Amy Klobuchar by Greg Skidmore is licensed under CC BY-SA 2.0. 

Senator Amy Klobuchar (D-Minn.) has reintroduced the “American Innovation and Choice Online Act” (AICOA), a bill so flawed that she failed to ram it through last Congress despite Democratic control of both chambers and the White House. 

No matter what version of AICOA Klobuchar tries to sell the American people in the 118th Congress, the bill would grow the size and scope of government so dramatically that it remains unworthy of support. Lawmakers should continue to reject AICOA. 

Klobuchar announced AICOA’s reintroduction in a press release on Thursday after 5pm before a holiday weekend, a lackluster sign of confidence in the bill and her overall legislative agenda.

Klobuchar’s press release failed to note that AICOA has lost 5 cosponsors since the 117th Congress. Sens. Sheldon Whitehouse (D-Beach Club), Jack Reed (D-R.I.), Steve Daines (R-N.D.), Cynthia Lummis (R-Wy.), and John Kennedy (R-La.) have all dropped off the bill. 

The version of AICOA Klobuchar tried and failed to pass last Congress enacted a litany of new restrictions on the business practices on companies above a certain size, a government-set cap on growth and innovation. One provision would ban these targeted companies from promoting their own private-label products next to name-brand products. If a bureaucrat determines that a company has violated AICOA’s deliberately vague provisions, they can whack the company with a “death penalty” fine of up to 10 percent in revenue. 

The bill’s original sin is that it treats companies above an arbitrary government-determined size differently than their smaller rivals. If a business practice is bad, it should be illegal for every business, not just a select few. If the left is successful at imposing this market cap regulation mechanism, they will be able to trap any industry under the heavy hand of government. 

AICOA faced a bipartisan firewall of opposition in the 117th Congress. According to Politico, one Democrat Senate aide called the bill Klobuchar’s “pet project” that had zero political payoff, saying: “We should be focused on items that will help consumers deal with rising costs…[and] nobody can figure out why it would be a priority.” Americans for Tax Reform and 45 free-market groups and activists sent a letter last summer in opposition to the Klobuchar bill. 

Even if some dark sorcery allowed the Klobuchar bill to escape the Senate, AICOA is most likely dead on arrival in the Republican-controlled House.
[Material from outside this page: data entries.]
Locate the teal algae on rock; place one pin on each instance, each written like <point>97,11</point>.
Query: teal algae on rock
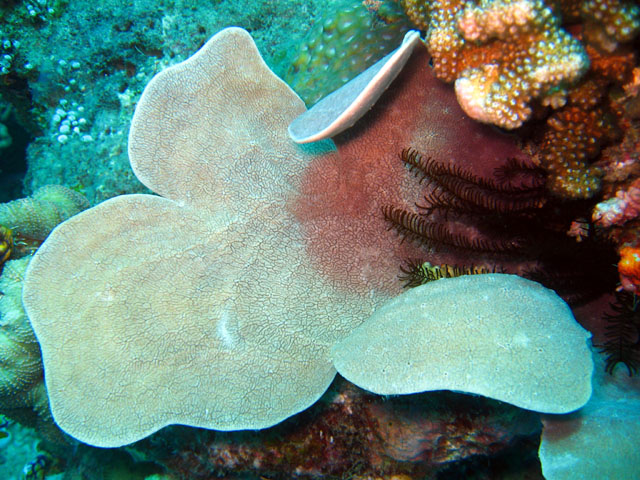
<point>34,217</point>
<point>349,37</point>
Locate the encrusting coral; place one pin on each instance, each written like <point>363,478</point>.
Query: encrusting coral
<point>186,336</point>
<point>509,58</point>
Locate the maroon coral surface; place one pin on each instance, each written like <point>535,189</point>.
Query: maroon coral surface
<point>342,194</point>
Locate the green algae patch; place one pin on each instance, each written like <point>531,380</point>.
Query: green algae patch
<point>495,335</point>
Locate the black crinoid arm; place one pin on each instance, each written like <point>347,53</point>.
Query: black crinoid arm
<point>622,334</point>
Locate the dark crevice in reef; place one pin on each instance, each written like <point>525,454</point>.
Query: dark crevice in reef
<point>13,161</point>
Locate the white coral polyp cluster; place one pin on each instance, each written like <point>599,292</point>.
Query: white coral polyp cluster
<point>498,19</point>
<point>500,93</point>
<point>620,209</point>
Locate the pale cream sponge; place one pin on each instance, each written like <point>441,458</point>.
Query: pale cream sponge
<point>495,335</point>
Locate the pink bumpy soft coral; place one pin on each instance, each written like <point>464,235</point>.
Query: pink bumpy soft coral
<point>502,54</point>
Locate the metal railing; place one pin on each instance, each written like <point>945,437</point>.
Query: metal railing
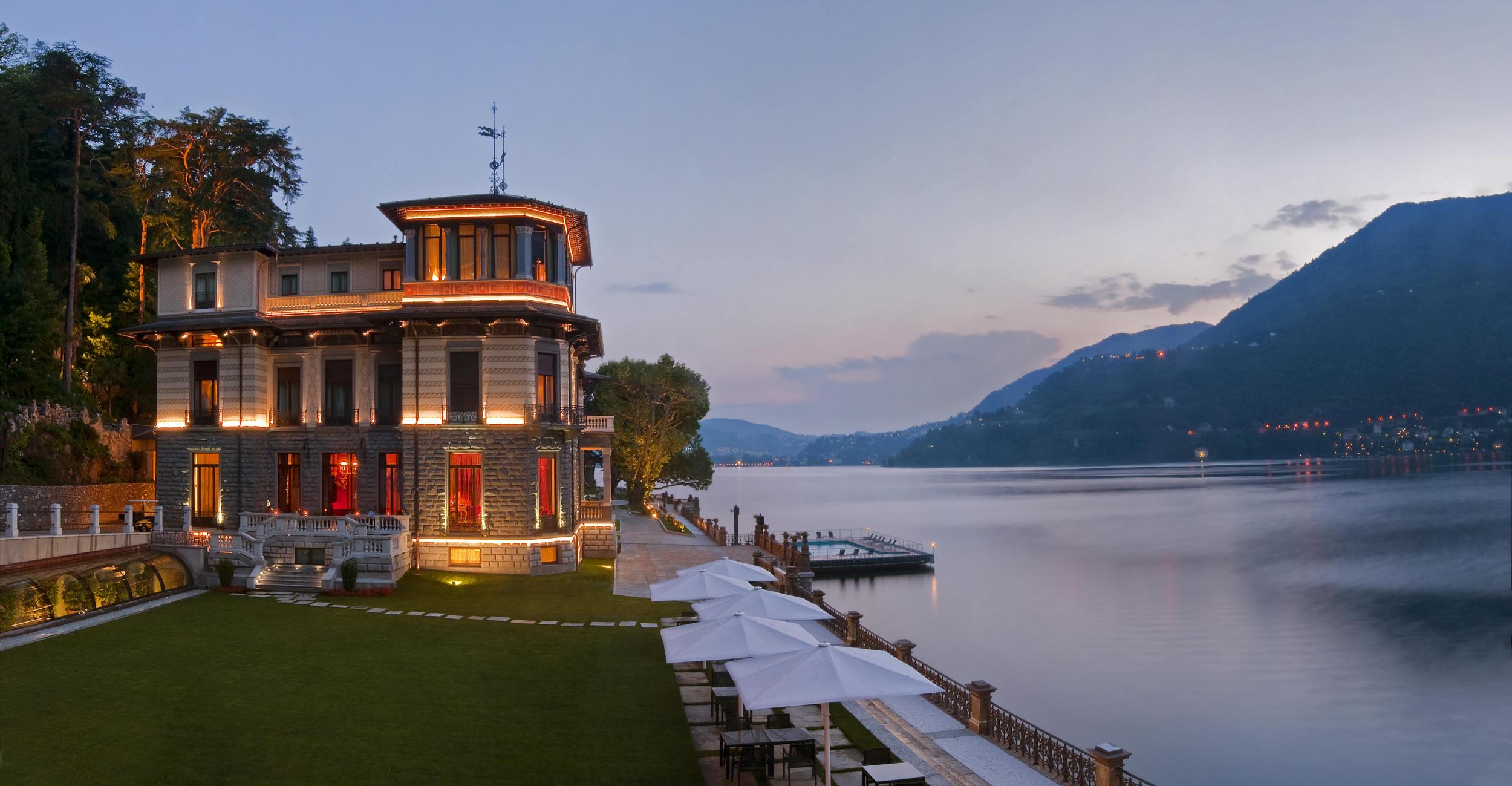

Over the weekend, Speaker Kevin McCarthy (R-Calif.) said that another Klobuchar priority would never hit the House floor. In a sign of how far Democrats have moved away from Klobuchar’s pet projects, Rep. Lou Correa (D-Calif.), a vocal opponent of AICOA, was just named ranking member of the House antitrust subcommittee. 

Ultimately, while AICOA may be back from the grave, it is very much still in the hospice wing on life support. Lawmakers should continue to reject AICOA in any form.